Here’s where this season could be a little different for the non-affiliated teams.

Let’s say Fred Hoiberg can’t find any minutes for Doug McDermott. McDermott isn’t going to crack the rotation and maybe, at this point, Hoiberg wants to see what they can get for him. He’s a solid player who could still develop into a role player in the league, but the Bulls don’t have time to wait around for him to develop. Hoiberg and Gar Forman sit down and decide they are going to call around to gauge interest in the second year player.

They reach the Sacramento Kings — who were willing to take a flyer on McDermott in the 2014 draft — and there’s interest. However, before committing to anything, they want to see McDermott in their system with their coaches, and they want to get a good look at him in person. If so, the Bulls could choose to assign McDermott to the D-League and the Reno Bighorns (affiliate of the Kings) would agree to take him on. That way, the Kings’ brass could get a firsthand look at the player they are interested in trading for. It wouldn’t matter if another team was willing to take on McDermott because, by rule, the Bulls could choose whichever team they want in the D-League for him to be assigned.

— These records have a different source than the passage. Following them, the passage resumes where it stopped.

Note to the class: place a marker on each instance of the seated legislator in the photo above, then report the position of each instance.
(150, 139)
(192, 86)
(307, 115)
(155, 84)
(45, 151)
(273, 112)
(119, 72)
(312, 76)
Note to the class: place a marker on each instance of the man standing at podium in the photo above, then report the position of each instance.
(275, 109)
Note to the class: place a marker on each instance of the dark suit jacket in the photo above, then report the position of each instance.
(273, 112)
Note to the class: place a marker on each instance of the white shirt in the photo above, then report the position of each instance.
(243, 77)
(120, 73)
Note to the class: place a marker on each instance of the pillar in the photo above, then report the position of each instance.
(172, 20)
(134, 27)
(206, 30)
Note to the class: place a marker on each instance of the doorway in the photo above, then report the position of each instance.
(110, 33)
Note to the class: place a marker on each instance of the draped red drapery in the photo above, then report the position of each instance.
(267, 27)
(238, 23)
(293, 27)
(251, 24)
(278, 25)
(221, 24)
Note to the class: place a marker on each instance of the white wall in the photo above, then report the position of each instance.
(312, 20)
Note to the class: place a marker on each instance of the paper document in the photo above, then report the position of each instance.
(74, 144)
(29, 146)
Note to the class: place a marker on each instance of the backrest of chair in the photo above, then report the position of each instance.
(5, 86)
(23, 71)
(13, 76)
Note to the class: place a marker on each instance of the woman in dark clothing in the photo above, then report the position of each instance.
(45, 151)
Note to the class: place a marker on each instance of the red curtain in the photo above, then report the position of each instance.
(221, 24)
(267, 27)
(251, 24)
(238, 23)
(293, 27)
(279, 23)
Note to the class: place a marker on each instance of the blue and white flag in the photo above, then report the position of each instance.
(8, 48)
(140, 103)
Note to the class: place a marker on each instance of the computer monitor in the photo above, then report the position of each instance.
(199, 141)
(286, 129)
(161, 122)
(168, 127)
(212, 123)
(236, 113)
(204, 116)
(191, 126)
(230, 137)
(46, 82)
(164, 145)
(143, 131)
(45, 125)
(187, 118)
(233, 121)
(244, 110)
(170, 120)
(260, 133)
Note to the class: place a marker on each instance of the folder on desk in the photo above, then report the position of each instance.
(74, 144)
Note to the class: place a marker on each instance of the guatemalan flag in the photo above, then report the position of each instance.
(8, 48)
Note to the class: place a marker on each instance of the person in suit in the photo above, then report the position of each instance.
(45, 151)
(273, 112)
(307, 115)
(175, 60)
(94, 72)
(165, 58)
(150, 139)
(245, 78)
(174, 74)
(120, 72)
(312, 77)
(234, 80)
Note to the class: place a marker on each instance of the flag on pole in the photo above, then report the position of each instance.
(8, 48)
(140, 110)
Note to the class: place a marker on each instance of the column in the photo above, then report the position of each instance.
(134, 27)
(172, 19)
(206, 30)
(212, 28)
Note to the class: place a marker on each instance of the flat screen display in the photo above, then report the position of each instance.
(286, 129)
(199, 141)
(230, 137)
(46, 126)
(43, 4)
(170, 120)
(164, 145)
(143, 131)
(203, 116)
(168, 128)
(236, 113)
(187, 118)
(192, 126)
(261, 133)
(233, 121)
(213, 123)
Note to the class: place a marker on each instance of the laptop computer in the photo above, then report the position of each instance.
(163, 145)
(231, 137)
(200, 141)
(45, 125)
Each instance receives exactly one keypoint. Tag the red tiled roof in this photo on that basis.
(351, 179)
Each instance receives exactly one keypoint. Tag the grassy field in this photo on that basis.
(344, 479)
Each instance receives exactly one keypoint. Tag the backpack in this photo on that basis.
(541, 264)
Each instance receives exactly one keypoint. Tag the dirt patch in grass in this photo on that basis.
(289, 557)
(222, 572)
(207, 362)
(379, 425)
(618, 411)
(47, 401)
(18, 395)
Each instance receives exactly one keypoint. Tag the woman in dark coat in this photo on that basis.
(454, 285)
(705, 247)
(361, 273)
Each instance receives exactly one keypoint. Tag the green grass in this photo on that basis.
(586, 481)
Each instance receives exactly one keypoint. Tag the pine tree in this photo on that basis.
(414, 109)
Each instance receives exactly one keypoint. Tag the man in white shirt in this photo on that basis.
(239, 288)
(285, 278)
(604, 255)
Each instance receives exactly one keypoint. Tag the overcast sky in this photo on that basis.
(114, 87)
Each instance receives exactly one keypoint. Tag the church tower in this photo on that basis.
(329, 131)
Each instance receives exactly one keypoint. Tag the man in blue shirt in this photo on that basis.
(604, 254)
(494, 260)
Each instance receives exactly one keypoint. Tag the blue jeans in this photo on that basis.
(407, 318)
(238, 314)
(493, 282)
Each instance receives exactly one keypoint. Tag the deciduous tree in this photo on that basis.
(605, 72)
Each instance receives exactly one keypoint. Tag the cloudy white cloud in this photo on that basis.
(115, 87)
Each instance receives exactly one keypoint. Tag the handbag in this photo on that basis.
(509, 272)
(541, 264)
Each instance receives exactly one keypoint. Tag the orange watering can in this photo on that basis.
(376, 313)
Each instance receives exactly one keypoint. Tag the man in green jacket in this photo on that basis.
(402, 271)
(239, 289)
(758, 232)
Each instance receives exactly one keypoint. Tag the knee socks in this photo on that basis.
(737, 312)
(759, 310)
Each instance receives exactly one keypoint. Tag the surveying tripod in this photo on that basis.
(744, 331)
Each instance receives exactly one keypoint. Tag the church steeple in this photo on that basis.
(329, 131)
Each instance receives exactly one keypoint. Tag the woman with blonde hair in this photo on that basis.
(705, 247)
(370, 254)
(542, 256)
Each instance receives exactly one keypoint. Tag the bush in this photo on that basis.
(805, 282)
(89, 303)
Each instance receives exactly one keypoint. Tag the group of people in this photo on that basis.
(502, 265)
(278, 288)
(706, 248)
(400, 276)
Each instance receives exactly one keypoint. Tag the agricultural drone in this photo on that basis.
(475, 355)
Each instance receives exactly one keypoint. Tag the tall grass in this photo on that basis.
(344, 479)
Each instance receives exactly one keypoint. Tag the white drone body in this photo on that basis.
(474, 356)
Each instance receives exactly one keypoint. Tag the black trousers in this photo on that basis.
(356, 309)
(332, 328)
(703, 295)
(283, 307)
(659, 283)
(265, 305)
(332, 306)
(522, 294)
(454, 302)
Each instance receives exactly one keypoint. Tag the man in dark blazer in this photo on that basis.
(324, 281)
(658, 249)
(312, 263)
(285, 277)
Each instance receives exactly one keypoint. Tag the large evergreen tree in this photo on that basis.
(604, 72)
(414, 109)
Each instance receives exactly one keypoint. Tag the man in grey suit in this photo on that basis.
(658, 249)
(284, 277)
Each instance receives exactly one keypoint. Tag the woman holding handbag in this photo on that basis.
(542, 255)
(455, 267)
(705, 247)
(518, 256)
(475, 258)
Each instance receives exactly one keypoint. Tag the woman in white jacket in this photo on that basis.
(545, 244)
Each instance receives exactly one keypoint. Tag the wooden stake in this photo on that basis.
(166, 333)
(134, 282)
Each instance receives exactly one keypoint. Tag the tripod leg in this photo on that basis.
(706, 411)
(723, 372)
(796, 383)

Players with three years or less of NBA experience have no choice in being assigned to the D-League or not, so the player would be none the wiser while a potential trade partner gets a legitimate look at an asset they may want to acquire. The only catch is the team interested in the player needs their own D-League affiliate. Now that there are 19 teams with affiliates, though, this would not be hard to come by.

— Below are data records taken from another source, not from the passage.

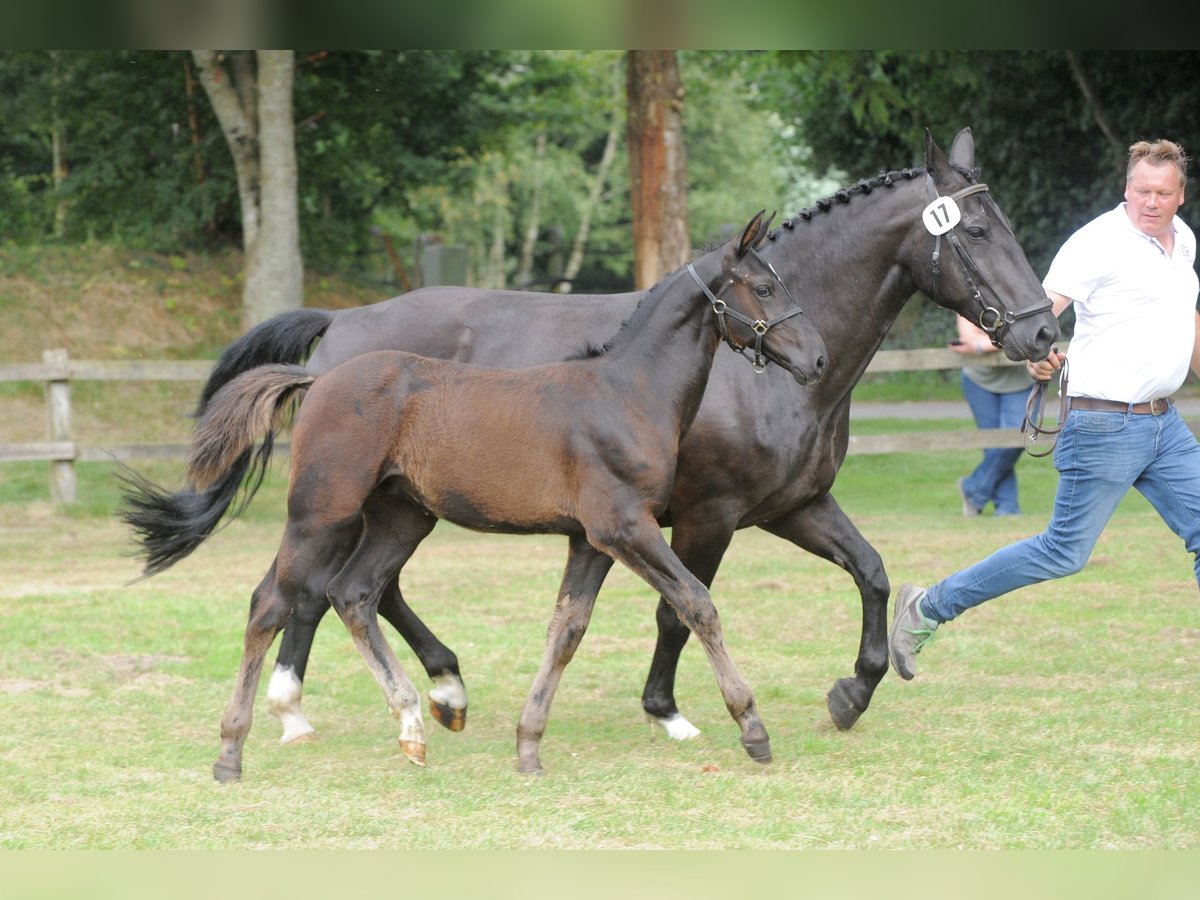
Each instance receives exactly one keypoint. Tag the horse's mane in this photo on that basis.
(864, 186)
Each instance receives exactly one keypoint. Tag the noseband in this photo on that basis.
(993, 319)
(759, 327)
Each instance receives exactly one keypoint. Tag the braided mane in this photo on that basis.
(885, 179)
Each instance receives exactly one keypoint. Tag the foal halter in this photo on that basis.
(994, 319)
(759, 327)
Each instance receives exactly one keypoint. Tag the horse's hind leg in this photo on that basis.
(448, 697)
(301, 568)
(286, 688)
(586, 570)
(354, 593)
(823, 529)
(268, 612)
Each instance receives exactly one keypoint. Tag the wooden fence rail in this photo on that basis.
(57, 371)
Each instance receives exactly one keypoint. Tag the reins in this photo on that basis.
(1035, 414)
(759, 327)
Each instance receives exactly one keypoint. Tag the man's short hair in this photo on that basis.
(1158, 153)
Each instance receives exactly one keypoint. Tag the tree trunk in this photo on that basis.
(658, 167)
(255, 111)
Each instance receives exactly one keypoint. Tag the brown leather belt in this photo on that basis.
(1155, 407)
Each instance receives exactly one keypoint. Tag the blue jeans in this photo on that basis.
(994, 479)
(1099, 456)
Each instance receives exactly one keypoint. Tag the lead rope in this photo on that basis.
(1036, 412)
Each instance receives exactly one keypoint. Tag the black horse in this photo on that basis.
(759, 454)
(583, 448)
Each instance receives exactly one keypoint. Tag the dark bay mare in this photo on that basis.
(585, 448)
(759, 453)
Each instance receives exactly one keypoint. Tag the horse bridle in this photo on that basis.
(995, 321)
(759, 327)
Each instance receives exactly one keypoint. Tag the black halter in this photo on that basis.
(993, 319)
(757, 325)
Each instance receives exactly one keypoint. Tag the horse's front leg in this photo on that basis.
(582, 579)
(640, 545)
(701, 551)
(822, 528)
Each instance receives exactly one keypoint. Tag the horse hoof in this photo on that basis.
(843, 712)
(226, 774)
(448, 717)
(414, 751)
(759, 750)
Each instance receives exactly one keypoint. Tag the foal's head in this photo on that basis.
(757, 313)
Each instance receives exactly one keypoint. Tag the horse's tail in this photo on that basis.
(240, 414)
(169, 526)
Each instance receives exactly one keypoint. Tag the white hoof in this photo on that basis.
(676, 726)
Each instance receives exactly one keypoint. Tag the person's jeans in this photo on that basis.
(1099, 456)
(994, 479)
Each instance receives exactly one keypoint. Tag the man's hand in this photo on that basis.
(1044, 370)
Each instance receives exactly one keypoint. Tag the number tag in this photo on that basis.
(941, 215)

Far-fetched? Listen, if you think non-affiliate teams aren’t already contacting NBA clubs before they assign their players to the D-League to ensure they go somewhere optimal, you are simply naive to the strategies in play.

Last season we saw the Atlanta Hawks assign Adreian Payne to the Austin Spurs via the flex assignment rule (the Fort Wayne Mad Ants already had their maximum four NBA assignees at the time), which came as no coincidence seeing as Mike Budenholzer worked with the San Antonio Spurs for 17 years! It’s safe to say he gave the Spurs a call and made a simple request, and the Spurs were happy to oblige.

Loopholes exist and, while unintended by the league, this is an example of another one. How many teams will utilize a strategy like this? It’s difficult to say because it’s not often that players with three years or less experience are traded. However, if a team can maximize return by giving the interested team a live look at someone, maybe that changes things.

The flex assignment rule is going to be interesting to see in action, because there are always going to be subplots and underlying messages on why a certain player goes to a certain team. We know all things happen for a reason and there will be some definite intrigue in how this rule plays out this season.